Recently, we discussed the most common attacks on SAP systems, but this is not the only existing classification of threats. Sometimes you can find a division when attacks are divided into espionage, sabotage and fraud. This division is due to the ultimate goal of a particular attack – whether it is to get access to confidential data, interrupt the work of an organization, or obtain money through extortion or blackmail. Of course, all this implies to the SAP security as well,
Let’s take a closer look at each of these types of threats.
So, the purpose of espionage attacks becomes clear from the name. When spying, a hacker may be interested in a variety of confidential company data, which usually only authorized employees have access to – this may be information related to trade secrets, company intellectual property, financial data, personal data of employees, contracts and any other documents and files stored in the system. As a rule, in the case of espionage, unauthorized access is gained through existing vulnerabilities in the system (which is why it is so important to try to fix them in a timely manner). Sometimes unauthorized access is obtained by third parties due to inaccurate storage of credentials, as well as through brute forcing.
Special attention should be paid to the company’s financial data – they are usually the most important and vulnerable. When it comes to SAP systems, their vulnerability is even greater, since usually all financial information in SAP is stored in the same place.
When it comes to commercial espionage which is also common along with financial data hunting, it is enough for an attacker to gain access to the PLM or Product Lifecycle Management system, which is one of the most commonly used systems from the SAP Business Suite.
Without going into too much detail on other types of data, let’s just say that it’s enough to get access to business application systems such as Customer Relationship Management (CRM) to steal customer data, and personal data of employees is located in the SAP HR system.
Despite the fact that sabotage attacks are relatively rare in the press, this does not diminish their danger and potential negative consequences.
When it comes to SAP systems, such attacks are most often carried out through some DoS vulnerabilities, which leads to SAP work interruption. In this case, the losses of the company can be enormous, in addition to the fact that a sabotage attack on the SAP system will certainly affect the operation of other company systems, such as the production department, asset management systems, or ICS and SCADA devices.
The object of the attack can be different – ranging from processes, products and assets to finances, reputation and people.
Of course, most often such attacks are aimed at the product itself and its quality. Of course, the potential damage to companies in this case can be extremely critical – for example, if you are in the automotive industry and use SAP to control the production of components. If an attacker gains access to EAS (Enterprise Alert System), he will be able to modify the data on the state of the equipment in various ways, which will ultimately lead to a negative impact on material resources and assets.
Probably, it is worth highlighting the situation when an attacker gains access to SAP EAM systems – an attack on them can mean the ability to attack facility management, SCADA, Smart Home or Smart Grid systems.
If an attacker gains access to managing objects and industrial systems, he will be able to change various parameters of equipment operation in production – for example, manipulation of such parameters as temperature and pressure can lead to extremely negative consequences, up to human deaths. One way or another, this type of threat should not be underestimated.

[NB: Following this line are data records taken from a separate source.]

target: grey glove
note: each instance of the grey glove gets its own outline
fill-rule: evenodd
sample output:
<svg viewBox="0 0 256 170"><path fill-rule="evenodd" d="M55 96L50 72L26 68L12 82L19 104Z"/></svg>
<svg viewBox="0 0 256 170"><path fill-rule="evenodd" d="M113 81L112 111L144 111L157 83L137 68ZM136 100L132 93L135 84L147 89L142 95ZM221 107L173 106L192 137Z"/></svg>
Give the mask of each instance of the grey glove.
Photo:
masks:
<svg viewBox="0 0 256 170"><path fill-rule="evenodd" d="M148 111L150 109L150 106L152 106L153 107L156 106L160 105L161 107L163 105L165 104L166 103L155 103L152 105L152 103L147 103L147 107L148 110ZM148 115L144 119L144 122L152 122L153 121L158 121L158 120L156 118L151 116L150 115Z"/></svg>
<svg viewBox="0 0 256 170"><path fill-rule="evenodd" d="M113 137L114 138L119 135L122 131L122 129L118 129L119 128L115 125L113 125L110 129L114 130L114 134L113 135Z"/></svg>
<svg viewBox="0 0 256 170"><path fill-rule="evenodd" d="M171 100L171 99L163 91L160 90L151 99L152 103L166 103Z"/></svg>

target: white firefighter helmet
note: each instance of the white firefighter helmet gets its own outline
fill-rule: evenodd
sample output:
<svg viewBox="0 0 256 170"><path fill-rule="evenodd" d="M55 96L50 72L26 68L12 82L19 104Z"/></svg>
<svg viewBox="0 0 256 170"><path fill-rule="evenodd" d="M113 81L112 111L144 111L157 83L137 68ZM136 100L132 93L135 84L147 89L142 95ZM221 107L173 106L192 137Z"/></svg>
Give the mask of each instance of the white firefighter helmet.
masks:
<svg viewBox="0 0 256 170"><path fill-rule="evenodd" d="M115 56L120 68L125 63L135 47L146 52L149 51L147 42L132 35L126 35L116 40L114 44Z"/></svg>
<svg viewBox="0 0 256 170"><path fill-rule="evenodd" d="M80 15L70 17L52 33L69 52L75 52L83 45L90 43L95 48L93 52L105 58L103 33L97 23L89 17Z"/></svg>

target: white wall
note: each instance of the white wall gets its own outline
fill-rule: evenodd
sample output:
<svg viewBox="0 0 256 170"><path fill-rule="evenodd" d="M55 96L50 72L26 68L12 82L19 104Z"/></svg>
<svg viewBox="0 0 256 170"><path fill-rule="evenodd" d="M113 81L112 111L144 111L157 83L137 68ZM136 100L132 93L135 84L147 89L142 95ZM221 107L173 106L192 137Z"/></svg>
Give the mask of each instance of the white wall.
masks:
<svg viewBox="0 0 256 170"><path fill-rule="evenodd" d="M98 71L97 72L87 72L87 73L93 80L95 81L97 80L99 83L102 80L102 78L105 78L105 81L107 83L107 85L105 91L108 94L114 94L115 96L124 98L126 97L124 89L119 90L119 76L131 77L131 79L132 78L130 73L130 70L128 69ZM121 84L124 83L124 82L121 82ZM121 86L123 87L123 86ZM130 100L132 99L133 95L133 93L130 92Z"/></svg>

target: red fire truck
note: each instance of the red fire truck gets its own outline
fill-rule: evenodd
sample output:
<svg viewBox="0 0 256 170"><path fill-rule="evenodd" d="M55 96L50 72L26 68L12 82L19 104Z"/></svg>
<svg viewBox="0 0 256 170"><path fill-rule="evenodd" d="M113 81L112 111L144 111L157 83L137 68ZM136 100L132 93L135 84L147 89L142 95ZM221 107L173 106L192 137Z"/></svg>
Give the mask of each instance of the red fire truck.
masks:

It is believed that fraud is the most common type of threat, and this is not surprising. Fraud may be partially similar to the described sabotage in that the objects of attack in both cases may be similar, but the notable difference is the presence of a direct personal benefit from the actions taken.

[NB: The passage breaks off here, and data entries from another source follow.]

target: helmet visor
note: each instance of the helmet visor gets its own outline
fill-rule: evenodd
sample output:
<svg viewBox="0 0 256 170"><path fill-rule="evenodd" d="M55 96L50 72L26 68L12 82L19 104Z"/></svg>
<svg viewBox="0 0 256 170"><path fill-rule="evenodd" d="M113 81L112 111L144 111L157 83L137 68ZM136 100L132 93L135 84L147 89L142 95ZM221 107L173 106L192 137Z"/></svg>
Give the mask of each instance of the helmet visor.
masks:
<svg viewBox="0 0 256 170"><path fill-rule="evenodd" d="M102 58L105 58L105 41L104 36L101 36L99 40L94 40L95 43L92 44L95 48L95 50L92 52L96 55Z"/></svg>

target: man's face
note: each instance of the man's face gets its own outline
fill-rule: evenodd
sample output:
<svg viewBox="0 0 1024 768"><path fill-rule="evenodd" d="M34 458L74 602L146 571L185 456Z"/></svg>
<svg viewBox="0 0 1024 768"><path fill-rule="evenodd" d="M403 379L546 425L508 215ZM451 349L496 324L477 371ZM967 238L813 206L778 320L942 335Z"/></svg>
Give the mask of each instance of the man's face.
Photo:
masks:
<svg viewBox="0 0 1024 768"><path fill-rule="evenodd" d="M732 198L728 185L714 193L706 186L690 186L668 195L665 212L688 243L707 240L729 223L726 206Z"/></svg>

In this case, financial fraud is the most common – it can be the transfer of money to a third party’s bank account, financial reports embezzlement, or manipulation of salary changes. Stealing money, by the way, is extremely popular among insiders, as it provides the attacker with the opportunity to immediately receive the desired material benefit. Of the relative benefits of this type of threat, one can note a high degree of detection, since often the criminal is quite easy to figure out.
An attacker can also manipulate finished goods, raw material or assets. By the way, ransomware – attacks carried out with the help of special malicious software – also belong to this type of threat.
So today we talked about the three main types of threats that a company using SAP can face. Each attack, of course, needs to be dealt with individually, but following general security guidelines is necessary to keep your SAP system secure.